What is a Conjugate Prior?
The conjugate prior is an initial probability assumption expressed in the same distribution type (parameterization) as the posterior probability or likelihood function. In the most common case of Bayesian inference, the probability and likelihood functions are essentially the same thing when assigning initial degrees of belief (prior probability/likelihood) and when updating that belief with new information (posterior probability/likelihood). However, if the prior and posterior likelihood/probability functions use different parameters, they are not considered “conjugates” and some form of normalization or integration is required to update the probability/likelihood function.
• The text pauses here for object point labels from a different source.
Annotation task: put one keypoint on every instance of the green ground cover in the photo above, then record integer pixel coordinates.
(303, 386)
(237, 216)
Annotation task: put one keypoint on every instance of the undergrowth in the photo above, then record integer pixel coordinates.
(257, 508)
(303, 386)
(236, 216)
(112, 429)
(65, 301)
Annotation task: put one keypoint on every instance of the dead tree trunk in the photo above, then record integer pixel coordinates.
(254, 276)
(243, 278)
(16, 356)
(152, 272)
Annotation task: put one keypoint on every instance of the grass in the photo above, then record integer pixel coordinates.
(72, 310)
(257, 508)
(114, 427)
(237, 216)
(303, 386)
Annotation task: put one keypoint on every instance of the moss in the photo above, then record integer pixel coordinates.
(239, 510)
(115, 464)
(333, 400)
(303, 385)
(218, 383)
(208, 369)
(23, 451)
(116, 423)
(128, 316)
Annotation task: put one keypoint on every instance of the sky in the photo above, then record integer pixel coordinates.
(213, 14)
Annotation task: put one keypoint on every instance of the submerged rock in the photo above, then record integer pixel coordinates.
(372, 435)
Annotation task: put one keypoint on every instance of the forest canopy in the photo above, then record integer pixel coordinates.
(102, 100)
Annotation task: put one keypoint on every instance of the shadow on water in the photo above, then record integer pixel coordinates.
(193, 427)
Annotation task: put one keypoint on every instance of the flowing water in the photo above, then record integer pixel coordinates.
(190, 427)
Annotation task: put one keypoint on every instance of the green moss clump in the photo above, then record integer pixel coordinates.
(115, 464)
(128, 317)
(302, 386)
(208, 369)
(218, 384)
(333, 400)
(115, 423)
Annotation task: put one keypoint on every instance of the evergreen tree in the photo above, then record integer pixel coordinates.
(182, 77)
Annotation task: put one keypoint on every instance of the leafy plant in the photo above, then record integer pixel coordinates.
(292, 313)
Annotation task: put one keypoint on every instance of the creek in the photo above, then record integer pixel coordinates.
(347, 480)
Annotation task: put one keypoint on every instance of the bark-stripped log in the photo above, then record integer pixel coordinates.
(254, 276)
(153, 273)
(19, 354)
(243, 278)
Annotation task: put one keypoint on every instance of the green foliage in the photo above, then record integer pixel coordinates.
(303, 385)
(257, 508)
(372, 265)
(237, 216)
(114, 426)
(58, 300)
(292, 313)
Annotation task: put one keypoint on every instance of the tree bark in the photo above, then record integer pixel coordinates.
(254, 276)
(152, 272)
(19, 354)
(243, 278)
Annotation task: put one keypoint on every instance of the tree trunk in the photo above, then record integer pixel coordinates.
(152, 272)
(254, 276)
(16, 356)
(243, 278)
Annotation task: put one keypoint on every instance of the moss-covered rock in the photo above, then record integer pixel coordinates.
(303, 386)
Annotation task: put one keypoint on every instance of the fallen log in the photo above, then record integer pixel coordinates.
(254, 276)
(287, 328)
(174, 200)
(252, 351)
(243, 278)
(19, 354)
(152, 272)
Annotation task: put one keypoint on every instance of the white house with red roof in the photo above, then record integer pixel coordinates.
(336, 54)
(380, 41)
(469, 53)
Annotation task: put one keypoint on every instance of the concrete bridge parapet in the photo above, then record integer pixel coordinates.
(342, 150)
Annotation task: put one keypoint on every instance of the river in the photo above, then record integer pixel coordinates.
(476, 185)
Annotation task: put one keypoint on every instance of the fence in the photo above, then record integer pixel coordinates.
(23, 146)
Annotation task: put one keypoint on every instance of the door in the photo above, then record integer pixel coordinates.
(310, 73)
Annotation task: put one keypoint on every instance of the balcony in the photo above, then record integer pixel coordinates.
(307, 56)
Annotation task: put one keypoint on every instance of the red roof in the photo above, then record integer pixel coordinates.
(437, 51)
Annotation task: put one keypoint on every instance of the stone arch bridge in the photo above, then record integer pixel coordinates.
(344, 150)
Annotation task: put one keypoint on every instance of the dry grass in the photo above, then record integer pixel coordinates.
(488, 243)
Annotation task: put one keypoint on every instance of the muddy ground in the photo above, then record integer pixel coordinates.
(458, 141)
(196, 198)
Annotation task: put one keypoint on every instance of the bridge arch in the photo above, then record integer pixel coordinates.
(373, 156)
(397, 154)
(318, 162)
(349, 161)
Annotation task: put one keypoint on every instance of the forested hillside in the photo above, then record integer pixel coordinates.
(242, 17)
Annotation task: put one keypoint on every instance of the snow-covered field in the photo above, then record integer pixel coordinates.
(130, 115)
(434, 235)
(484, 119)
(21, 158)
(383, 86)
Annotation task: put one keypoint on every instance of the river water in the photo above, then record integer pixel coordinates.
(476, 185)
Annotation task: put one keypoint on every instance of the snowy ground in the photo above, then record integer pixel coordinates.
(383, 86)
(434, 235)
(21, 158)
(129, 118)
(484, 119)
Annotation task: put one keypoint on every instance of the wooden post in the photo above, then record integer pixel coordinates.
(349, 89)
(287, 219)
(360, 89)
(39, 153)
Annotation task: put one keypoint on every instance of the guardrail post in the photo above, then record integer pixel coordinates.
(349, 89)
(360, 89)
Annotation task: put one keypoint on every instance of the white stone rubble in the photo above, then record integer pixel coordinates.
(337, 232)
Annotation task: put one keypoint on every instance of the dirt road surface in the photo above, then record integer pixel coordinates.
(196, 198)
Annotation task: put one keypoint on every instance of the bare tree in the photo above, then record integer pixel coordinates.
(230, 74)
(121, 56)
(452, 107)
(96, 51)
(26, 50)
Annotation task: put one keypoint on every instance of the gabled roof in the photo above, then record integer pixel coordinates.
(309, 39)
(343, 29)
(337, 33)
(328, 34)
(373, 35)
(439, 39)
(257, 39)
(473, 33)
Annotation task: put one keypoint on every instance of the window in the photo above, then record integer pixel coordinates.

With Frequentist inference, prior probability and likelihood represent different things. Prior probability is the initial plausibility of a random outcome occurring without evaluating any new data. The parameters are chosen based upon previous frequency of occurrences and compared against random/non-random chance.
In this case, the likelihood function describes the possibility of having a specific model parameter value for the prior probability, based upon later observation of the data. The likelihood and prior probability functions are also considered conjugates if they’re expressed with the same distribution parameters.
Common Probability Distribution Parameterizations in Machine Learning:
While all probability models follow either Bayesian or Frequentist inference, they can yield vastly different results depending upon what specific parameter distribution algorithm is employed.
- Bernoulli distribution – one parameter
- Beta distribution – multiple parameters
- Binomial distribution – two parameters
- Exponential distribution – multiple parameters
- Gamma distribution – multiple parameters
- Geometric distribution – one parameter
Gaussian (normal) distribution – multiple parameters
- Lognormal distribution – one parameter
- Negative binomial distribution – two parameters
- Poisson distribution – one parameter